Un Certain Regard award goes to Hungary
Mundruczo’s film favourited by jury, Argentine filmmaker Alonso gets the FIPRESCI
CANNES — The Hungarian film Feher Isten (White God), starring a pack of stray dogs that terrorises the capital Budapest and directed by Kornel Mundruczo, won the top prize in the Un Certain Regard forum of the Cannes International Film Festival yesterday.
The runner-up, winning the jury prize, was Turist by Swedish director Ruben Ostlund. It is about the disintegration of a marriage after a husband abandons his wife and children on a terrace and flees when he falsely believes they are all about to be killed by an avalanche.
Jury President for the Un Certain Regard festival was Argentine director Pablo Trapero.
The forum — dedicated to young, innovative filmmakers or directors — runs alongside the main Cannes competition, whose winners will be announced today.

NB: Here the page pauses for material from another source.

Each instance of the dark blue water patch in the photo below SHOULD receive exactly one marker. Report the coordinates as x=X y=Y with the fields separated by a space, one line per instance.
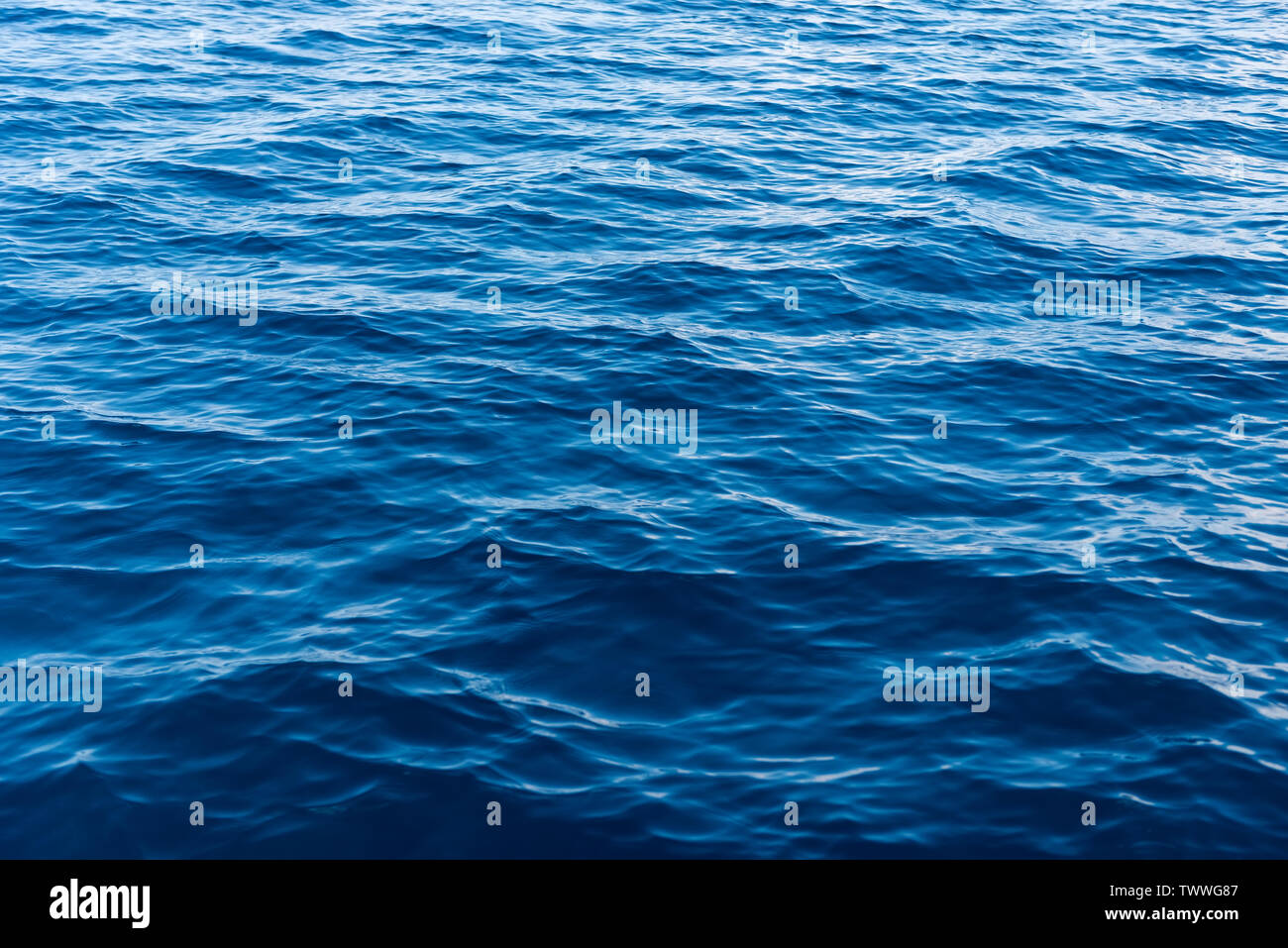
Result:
x=819 y=231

Other films competing for the prize were the directorial debut of Hollywood A-list actor Ryan Gosling, Lost River; the only Indian film in the competition, Titli, by Kanu Behl, and Jauja starring Viggo Mortensen from Argentina’s Lisandro Alonso.
Jauja wins FIPRESCI award
Jauja, directed by Alonso and starring Mortensen, won yesterday at Cannes the FIPRESCI award, given by the International Federation of Cinematographic Press. Jauja’s plot is set in the 19th century and it revolves around the story of Captain Gunnar Dinesen — portrayed by Mortensen — a Danish colonist that travels to Patagonia to find his missing daughter.
The film was financed by Mortensen’s production company Perceval Pictures, alongside Argentina’s 4L and other production companies hailing from France, Denmark, Mexico and Holland. The movie was made with 400,000 euros and shot in a slide-like format that gained praises from INCAA (Argentina’s National Cinema Institute).
Known for his indie-looking productions, Alonso said to the press that “I don’t like categories and I don’t believe I’m doing Festival-intended movies … (What I do like is making movies) that catch my attention.” Nevertheless, he also said that he wants his movies “seen by the greatest possible amount of people.”